NTPC’s research arm, NETRA, is leading the project under the company’s broader ‘Greening the Coal’ strategy, which covers coal gasification, carbon capture, and cleaner thermal technologies. Based on internal estimates, producing SNG would cost about $10-12 per mmBtu, broadly competitive with current spot LNG prices.
However, Motilal Oswal noted that the global gas market is heading toward oversupply, with LNG export capacity set to expand sharply between CY26 and CY28. Since many long-term gas contracts are linked to crude prices, and crude itself faces oversupply pressures, imported LNG could become cheaper in the years ahead, posing an economic risk to SNG economics.
Beyond power generation, the coal-to-gas pathway opens doors to value-added applications. Surplus SNG can feed sectors such as petrochemicals and fertilisers, major consumers of gas in India. Gasification also produces syngas, which can be further processed into methanol and downstream petrochemicals such as ethylene, propylene, and acetic acid. India imports roughly 95 per cent of its methanol and 15 per cent of its urea demand, suggesting room for domestic substitution even though NTPC itself is not present in these businesses.
Globally, coal gasification is especially prominent in China, where the coal-to-chemicals sector consumes about 200 million tonnes of coal annually. This contributes roughly 90 per cent of the country’s ammonia and 70 per cent of its methanol output. While Western gasification technologies are typically designed for low-ash coal (around 25 per cent), India’s high-ash reserves, often above 40 per cent, necessitate local technology development, which NTPC and its R&D arm are pursuing.
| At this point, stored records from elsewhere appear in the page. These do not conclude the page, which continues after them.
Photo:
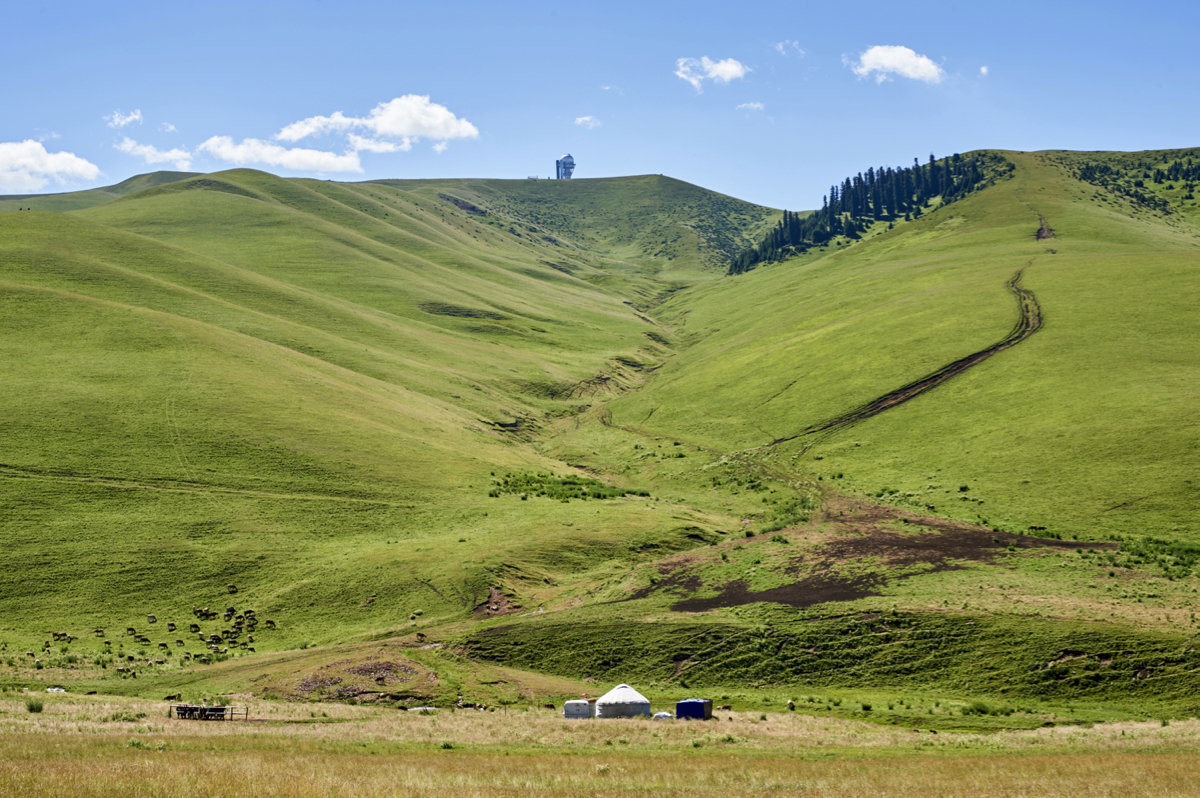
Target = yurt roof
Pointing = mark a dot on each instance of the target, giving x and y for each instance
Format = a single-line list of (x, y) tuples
[(623, 694)]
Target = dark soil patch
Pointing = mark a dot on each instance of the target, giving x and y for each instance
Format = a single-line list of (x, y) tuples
[(459, 311), (497, 604), (462, 204), (862, 535), (808, 592)]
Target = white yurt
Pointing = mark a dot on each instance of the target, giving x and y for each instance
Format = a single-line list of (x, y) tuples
[(580, 708), (623, 701)]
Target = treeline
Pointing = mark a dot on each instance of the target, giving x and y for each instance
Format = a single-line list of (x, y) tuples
[(881, 195), (1133, 183)]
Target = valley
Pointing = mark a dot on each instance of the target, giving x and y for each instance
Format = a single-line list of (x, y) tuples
[(525, 437)]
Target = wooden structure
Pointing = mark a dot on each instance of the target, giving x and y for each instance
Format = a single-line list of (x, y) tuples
[(204, 712)]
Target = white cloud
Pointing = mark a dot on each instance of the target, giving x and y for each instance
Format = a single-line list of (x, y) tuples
[(117, 119), (151, 155), (360, 144), (252, 150), (28, 167), (885, 60), (696, 71), (406, 120)]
ALSO READ | Why is JM Financial upbeat on Belrise Industries? Starts coverage with Buy Other public sector entities are also moving into coal gasification. Coal India, for example, has proposed investing around ₹2,000 crore in a coal-to-SNG project in West Bengal’s Sonepur Bazari area, in partnership with GAIL. The estimated capex for this project is ₹13,050 crore, following a 70:30 debt-equity structure, with Coal India holding a 51 per cent stake.
While Motilal Oswal views NTPC’s long-term strategic direction positively, it remains wary of near-term execution risks, particularly at NTPC Green Energy Ltd (NGEL). The brokerage sees limited room for valuation rerating in NGEL, which contributes about 15 per cent to its sum-of-parts (SoTP) valuation.
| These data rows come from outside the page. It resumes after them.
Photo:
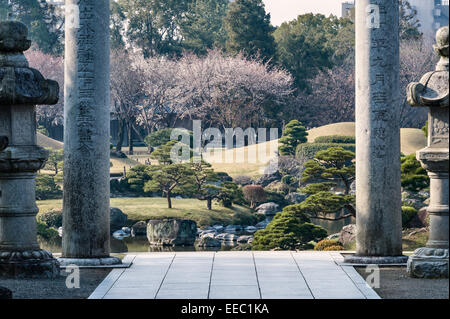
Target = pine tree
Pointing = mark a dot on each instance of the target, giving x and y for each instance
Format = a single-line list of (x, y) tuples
[(249, 29), (45, 26), (293, 135)]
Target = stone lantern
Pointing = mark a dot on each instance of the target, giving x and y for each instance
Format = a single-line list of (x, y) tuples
[(433, 91), (21, 89)]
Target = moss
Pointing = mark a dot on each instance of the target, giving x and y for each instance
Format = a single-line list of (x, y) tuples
[(326, 243)]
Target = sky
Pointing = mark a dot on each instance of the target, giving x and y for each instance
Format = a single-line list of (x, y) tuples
[(287, 10)]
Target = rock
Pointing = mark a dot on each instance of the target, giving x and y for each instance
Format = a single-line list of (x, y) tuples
[(227, 237), (268, 209), (230, 237), (120, 234), (296, 198), (421, 219), (139, 229), (218, 227), (117, 219), (233, 228), (118, 154), (172, 232), (353, 188), (266, 179), (207, 233), (347, 234), (250, 229), (209, 241), (244, 239), (262, 225), (5, 293), (333, 236), (418, 231)]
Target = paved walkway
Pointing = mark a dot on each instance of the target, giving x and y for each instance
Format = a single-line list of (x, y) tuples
[(235, 275)]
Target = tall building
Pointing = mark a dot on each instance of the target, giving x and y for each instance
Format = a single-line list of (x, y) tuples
[(346, 8), (432, 14)]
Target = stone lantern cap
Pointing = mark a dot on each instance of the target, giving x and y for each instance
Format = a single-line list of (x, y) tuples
[(20, 84), (433, 88), (13, 37)]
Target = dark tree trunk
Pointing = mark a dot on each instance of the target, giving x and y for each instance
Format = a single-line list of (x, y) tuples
[(130, 140), (169, 200), (120, 136)]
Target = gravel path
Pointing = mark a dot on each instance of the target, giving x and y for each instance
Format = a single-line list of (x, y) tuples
[(56, 288), (395, 284)]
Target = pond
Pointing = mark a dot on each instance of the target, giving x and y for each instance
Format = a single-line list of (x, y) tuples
[(133, 244)]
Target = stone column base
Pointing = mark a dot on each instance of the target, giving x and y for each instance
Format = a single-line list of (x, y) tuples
[(428, 263), (28, 264), (375, 260), (90, 262)]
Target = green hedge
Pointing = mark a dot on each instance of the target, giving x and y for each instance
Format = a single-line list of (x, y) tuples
[(408, 213), (52, 218), (308, 150), (336, 139)]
NTPC’s ambitious capacity-expansion roadmap, to reach 244GW by 2037 with additions of 9.8GW, 9.6GW, and 10.5GW over FY26-FY28, also carries execution uncertainty.
The brokerage reiterated its ‘Neutral’ rating to the
NTPC stock, with a target price of ₹370. Its SoTP valuation assigns ₹201 to NTPC’s standalone, coal, and other businesses (based on 2x Dec’27E P/B), ₹18 to other subsidiaries, and ₹45 to joint ventures and associates. The NGEL stake is valued at a 25 per cent discount to its current market price, reflecting constrained rerating potential.
Therefore, analysts at Motilal Oswal concluded that while the coal-to-SNG initiative could boost NTPC’s operational flexibility and open new revenue opportunities, the long gestation, execution challenges and global gas-market dynamics temper its near-term investment appeal.
Disclaimer: Target price and stock/sector outlook has been suggested by Motilal Oswal. Views expressed are their own.